Any way I headed out with Vicky to climb at froggatt. We arrived there to a bit of drizzle. Vix got on Sunset Crack HS and as she was getting to half height the sun came out. Next I got vix on Trapese direct which she did with a bit of psyching up. We played on Joes slab for a little bit. The friction was appauling never the less Vix got it on her second try. I repeated it once I remembered the move. We ended the froggatt trip with convincing Vix to lead Chequers Buttress HVS. She lead the route with no real issue. The temperature was getting really hot which is nice to bath in but the friction was appauling so we decide to move on.

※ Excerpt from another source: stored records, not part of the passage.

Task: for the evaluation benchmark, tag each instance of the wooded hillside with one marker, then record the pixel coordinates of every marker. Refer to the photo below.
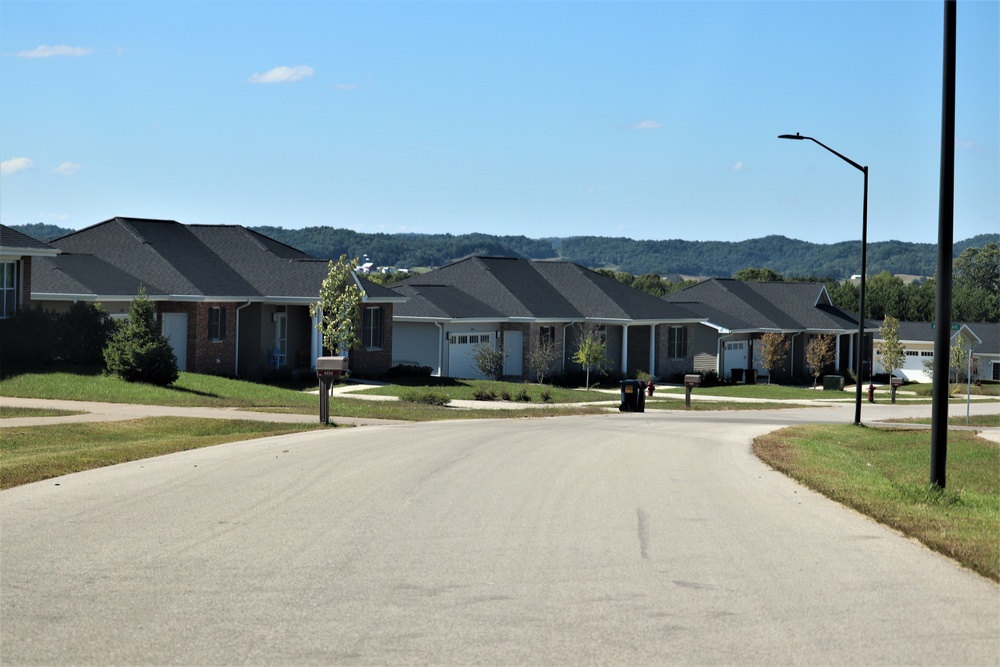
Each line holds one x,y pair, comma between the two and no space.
790,257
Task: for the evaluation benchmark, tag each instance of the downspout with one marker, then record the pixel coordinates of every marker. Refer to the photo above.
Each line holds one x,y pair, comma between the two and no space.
236,364
565,327
718,355
791,361
625,350
440,348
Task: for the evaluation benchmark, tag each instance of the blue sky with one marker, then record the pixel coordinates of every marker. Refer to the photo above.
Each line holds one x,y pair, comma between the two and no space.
651,120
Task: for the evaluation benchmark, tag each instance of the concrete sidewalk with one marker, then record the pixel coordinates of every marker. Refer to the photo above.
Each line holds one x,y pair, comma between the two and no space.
93,411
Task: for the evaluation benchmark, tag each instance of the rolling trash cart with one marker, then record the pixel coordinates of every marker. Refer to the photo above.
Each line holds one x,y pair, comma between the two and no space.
633,396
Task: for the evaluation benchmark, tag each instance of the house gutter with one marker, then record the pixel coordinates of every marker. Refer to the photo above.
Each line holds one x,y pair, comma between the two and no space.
440,348
236,361
718,353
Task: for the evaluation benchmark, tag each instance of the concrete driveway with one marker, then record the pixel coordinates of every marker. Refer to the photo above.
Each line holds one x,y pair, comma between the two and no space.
653,538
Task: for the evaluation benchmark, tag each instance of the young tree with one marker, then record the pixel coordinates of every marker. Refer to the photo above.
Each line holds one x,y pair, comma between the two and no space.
591,351
892,353
489,360
137,351
772,350
755,275
542,359
819,354
339,307
957,358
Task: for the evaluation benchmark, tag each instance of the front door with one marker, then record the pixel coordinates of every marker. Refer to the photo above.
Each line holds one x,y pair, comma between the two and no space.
513,343
175,331
735,357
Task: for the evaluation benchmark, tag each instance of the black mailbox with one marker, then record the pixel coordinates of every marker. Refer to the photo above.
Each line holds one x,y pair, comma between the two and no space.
691,380
894,384
328,370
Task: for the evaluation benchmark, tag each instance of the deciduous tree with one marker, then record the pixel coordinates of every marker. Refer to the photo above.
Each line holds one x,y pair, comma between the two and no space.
339,306
591,351
137,351
892,353
772,349
820,353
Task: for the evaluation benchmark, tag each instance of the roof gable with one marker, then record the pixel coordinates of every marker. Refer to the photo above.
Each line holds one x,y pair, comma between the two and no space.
505,287
736,305
13,242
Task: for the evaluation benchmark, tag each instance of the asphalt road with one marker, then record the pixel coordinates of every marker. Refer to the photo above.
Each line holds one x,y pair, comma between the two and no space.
653,538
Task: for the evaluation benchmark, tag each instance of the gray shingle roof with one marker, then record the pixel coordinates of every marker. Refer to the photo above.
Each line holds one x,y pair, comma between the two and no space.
987,332
172,259
504,287
737,305
13,240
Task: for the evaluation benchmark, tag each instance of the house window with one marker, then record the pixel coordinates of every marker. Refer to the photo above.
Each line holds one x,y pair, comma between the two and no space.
371,328
677,342
8,289
216,323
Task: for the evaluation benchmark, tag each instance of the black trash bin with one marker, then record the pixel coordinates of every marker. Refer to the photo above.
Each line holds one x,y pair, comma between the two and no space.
633,396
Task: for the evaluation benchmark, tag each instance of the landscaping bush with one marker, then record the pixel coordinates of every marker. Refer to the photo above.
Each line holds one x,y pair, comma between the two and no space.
484,394
137,352
410,370
425,397
28,340
83,333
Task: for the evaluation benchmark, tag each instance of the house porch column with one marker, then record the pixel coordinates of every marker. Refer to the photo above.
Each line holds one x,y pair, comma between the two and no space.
652,349
625,350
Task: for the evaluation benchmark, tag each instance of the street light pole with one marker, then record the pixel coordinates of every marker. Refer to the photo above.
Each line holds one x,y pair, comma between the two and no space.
859,362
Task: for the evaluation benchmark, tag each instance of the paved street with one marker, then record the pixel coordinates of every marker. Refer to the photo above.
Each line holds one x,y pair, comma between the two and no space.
653,538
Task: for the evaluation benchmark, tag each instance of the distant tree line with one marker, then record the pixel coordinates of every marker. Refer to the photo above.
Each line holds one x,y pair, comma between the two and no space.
671,258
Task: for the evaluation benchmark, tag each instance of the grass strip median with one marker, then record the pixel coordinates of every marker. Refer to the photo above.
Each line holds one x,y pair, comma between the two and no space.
35,453
883,472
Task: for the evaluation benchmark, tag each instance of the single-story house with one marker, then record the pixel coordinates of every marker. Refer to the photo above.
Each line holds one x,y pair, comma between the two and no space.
17,251
738,313
231,301
982,339
520,304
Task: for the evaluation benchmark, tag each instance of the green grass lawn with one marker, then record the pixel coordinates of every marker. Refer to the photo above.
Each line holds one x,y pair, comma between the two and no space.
884,473
42,452
190,389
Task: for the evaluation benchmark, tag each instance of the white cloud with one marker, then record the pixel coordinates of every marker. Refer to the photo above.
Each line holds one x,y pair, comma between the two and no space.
283,75
67,168
45,51
15,164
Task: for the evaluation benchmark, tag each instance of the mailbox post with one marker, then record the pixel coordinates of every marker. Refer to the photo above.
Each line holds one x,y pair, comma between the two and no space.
328,371
691,381
894,384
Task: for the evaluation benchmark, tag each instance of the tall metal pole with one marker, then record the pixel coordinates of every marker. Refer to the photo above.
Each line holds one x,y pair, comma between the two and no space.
946,240
860,343
861,305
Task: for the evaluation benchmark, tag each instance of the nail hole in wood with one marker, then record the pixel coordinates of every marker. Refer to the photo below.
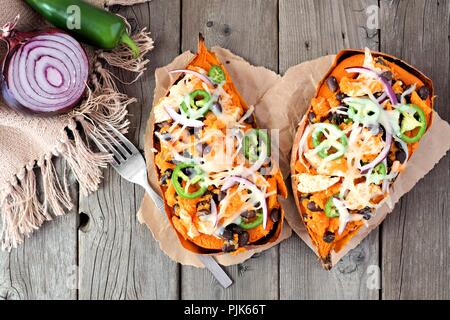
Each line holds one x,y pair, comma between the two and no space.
83,224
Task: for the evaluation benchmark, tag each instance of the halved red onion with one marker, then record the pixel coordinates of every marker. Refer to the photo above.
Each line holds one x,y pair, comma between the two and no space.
383,154
182,119
202,77
386,85
45,72
231,181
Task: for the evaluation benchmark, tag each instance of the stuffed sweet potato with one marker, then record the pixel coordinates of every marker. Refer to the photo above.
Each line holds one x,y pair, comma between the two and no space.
367,118
214,165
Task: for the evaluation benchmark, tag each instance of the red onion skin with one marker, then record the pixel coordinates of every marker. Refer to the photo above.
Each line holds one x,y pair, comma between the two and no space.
13,41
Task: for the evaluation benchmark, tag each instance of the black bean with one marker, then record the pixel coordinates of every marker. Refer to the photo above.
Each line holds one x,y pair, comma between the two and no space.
313,207
191,131
165,176
400,155
161,125
227,234
387,75
340,96
248,214
328,237
366,213
332,84
380,60
166,136
383,136
424,93
173,161
408,97
235,228
221,195
228,247
389,162
250,119
187,154
243,239
189,171
206,149
216,107
304,196
275,214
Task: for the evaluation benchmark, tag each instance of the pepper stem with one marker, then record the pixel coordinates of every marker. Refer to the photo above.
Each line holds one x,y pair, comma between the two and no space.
126,39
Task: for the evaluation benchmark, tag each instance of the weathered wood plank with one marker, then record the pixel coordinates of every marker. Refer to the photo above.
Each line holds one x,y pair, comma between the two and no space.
248,28
119,259
44,266
415,237
309,29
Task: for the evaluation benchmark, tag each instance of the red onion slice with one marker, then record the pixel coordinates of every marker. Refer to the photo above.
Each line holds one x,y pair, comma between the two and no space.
231,181
383,154
182,119
386,85
214,212
202,77
47,73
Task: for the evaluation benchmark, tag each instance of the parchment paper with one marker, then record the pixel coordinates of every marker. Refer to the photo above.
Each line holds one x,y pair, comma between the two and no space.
297,88
281,103
252,82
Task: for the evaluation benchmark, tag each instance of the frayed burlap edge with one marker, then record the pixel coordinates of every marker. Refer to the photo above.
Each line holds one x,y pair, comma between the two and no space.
23,210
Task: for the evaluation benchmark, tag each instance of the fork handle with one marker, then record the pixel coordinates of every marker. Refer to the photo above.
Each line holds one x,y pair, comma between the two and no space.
159,202
209,262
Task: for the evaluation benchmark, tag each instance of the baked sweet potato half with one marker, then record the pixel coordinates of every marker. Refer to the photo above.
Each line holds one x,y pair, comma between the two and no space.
365,122
214,166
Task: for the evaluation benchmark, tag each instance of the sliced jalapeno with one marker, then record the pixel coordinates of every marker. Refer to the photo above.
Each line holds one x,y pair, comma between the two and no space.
196,178
247,225
363,111
413,117
253,143
330,209
216,74
323,147
378,173
196,104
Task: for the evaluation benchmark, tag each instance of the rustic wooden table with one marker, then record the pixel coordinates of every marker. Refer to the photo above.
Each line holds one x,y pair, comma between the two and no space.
104,253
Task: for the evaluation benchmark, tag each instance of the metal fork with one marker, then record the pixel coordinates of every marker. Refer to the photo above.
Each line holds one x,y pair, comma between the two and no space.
130,164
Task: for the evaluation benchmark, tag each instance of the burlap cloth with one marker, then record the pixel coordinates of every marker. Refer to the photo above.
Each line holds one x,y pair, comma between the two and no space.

We headed to Rubicon I repeated several problems that I had done the week before and got Vix to do the 6A+ knackered and feeble we headed back home.
We ended the day with a curry at memsahib. Excellent day all round!

Again climbing with Vix we headed out early. This time we headed north to Caley. I had never been to Caley so was rather psyched for a new venue. I warmed by leading central route VS 5a. I also High balled Sucker's Rib (font 5+) and Sucker's Wall (Font 4+) both onsight/flash. I was getting psyched for Angel wall (Font 5) which is HVS in old money and a worse landing.
The weather came in heavily and we had to leave.
We hit the Depot so I warmed up on the slab then I flashed the entire black ciruit (20 problems V1-V3). I then tried the ciruit board but quickly realised I was far too tired after 2.5 days of hard climbing. So I spent some time working harder problems and flashing some as well. I was tired but still managed 2.5hours so another good session.

Awesome weekend but absolutely spanked having a nice relaxing eveing in front of the TV.